Иван Иванович примолк, достал из-за пазухи самодельный коровий рог с табаком и принялся его нюхать, щуря глаза.

* Т. е. такой, что за осень ловит до 1 1/2 пуд. перепелов.

** Мытиться – значит линять, терять перья. Если сокол или ястреб хотя раз перелинял в диком состоянии, еще не пойманным, его зовут дикомытом.

*** Просторная, высокая западня, под которой ставится сетчатая клетка с живыми воробьями, на которых опускается хищная птица.

**** Мешок для живой птицы.

***** Крошечные барабанчики.

****** Гусиные крылья, укрепленные на железном вертеле; – вертя ими, вабят, т. е. подманивают заигравшегося ястреба или сокола.

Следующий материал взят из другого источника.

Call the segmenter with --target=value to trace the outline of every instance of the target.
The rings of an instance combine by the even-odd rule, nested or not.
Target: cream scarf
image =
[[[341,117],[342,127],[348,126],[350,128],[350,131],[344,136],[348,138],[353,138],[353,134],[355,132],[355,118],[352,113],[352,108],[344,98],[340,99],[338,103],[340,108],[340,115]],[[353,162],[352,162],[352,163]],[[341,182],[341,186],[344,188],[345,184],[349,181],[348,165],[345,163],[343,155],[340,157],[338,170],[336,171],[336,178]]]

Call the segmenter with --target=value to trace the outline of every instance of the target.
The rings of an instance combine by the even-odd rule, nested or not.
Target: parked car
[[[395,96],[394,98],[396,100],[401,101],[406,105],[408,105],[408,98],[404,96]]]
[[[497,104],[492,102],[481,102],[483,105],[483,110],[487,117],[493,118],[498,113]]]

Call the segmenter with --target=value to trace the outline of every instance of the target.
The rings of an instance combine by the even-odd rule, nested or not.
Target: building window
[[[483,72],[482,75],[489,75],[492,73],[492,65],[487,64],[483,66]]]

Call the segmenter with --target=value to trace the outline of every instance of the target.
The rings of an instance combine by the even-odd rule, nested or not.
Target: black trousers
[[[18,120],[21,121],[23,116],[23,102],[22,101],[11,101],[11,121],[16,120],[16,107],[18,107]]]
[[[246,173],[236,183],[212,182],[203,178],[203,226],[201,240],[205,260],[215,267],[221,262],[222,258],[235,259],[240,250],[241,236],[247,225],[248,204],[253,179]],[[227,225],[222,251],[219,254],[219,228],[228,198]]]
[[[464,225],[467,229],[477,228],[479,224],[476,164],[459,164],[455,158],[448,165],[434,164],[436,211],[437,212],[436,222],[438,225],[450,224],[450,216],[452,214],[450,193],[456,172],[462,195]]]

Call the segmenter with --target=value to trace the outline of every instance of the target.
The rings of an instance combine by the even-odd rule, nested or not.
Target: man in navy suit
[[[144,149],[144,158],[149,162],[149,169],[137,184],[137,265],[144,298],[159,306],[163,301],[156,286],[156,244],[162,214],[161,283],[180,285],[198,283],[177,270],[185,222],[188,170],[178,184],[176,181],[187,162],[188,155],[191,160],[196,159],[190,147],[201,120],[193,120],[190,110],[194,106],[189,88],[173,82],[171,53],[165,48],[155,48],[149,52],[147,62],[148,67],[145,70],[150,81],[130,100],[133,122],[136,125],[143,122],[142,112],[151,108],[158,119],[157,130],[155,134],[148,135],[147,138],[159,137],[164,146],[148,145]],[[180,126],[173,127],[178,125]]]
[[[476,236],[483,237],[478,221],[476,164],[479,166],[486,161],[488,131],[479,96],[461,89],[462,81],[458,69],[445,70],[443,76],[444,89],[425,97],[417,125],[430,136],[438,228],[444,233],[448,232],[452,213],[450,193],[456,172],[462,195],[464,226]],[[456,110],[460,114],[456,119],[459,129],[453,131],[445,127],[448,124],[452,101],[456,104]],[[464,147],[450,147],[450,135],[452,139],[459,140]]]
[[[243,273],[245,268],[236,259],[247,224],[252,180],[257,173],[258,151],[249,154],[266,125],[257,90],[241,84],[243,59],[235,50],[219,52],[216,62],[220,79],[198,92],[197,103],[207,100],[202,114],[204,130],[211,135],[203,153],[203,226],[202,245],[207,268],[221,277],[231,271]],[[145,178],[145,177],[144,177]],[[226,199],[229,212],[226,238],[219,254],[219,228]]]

******* Должик – тонкий двухаршанный ремень из оленьей кожи.

БЕЛЫЙ ПЕРЕПЕЛ

Закусив и немного посидев, старик снова принялся за свою работу. И вскоре ни одной «комариной кочки» не осталось на поляне. Все они исчезли в его холщовых мешочках. Затем Иван Иванович начисто подмел всю полянку и даже с корнем повыдергал те пучки травы, под которыми было малейшее подобие тени. После того, на самом солнцепеке, он наложил друг на друга ворошок только что навязанных березовых веников, совсем в листве. Затем, по очереди, он стал высыпать вокруг и вблизи их свои мешочки. Едва горячее солнце осветило разворошенных муравьев, как они, видимо, охваченные ужасом, заметались по всем направлениям, ища спасительной прохлады и тени, столь необходимой их нежным «муравьиным яйцам», в коих заключалась вся будущность, вся надежда их дальнейшего существования на земле. Заметя единственную и притом ближайшую тень под березовыми вениками, все муравьи из рассыпанных куч торопливо взялись стаскивать туда свое сокровище. В этом спасении яиц-коконов от жгучего солнца, по-видимому, участвовали все сословия безразлично: там виднелись и простые рыжие муравьи, и черные, и крылатые, и крохотные, и крупные. С изумительною поспешностью все они бегали туда и обратно и вскоре же перетаскали под веники все свои кокончики. Опытный старик, благодаря своему глубокому знанию природы и ее законов, избавивший себя от труда отбирать «муравьиные яйца руками или подсевом, молча сидел в сторонке, время от времени потягивая табачок из своего коровьего рога.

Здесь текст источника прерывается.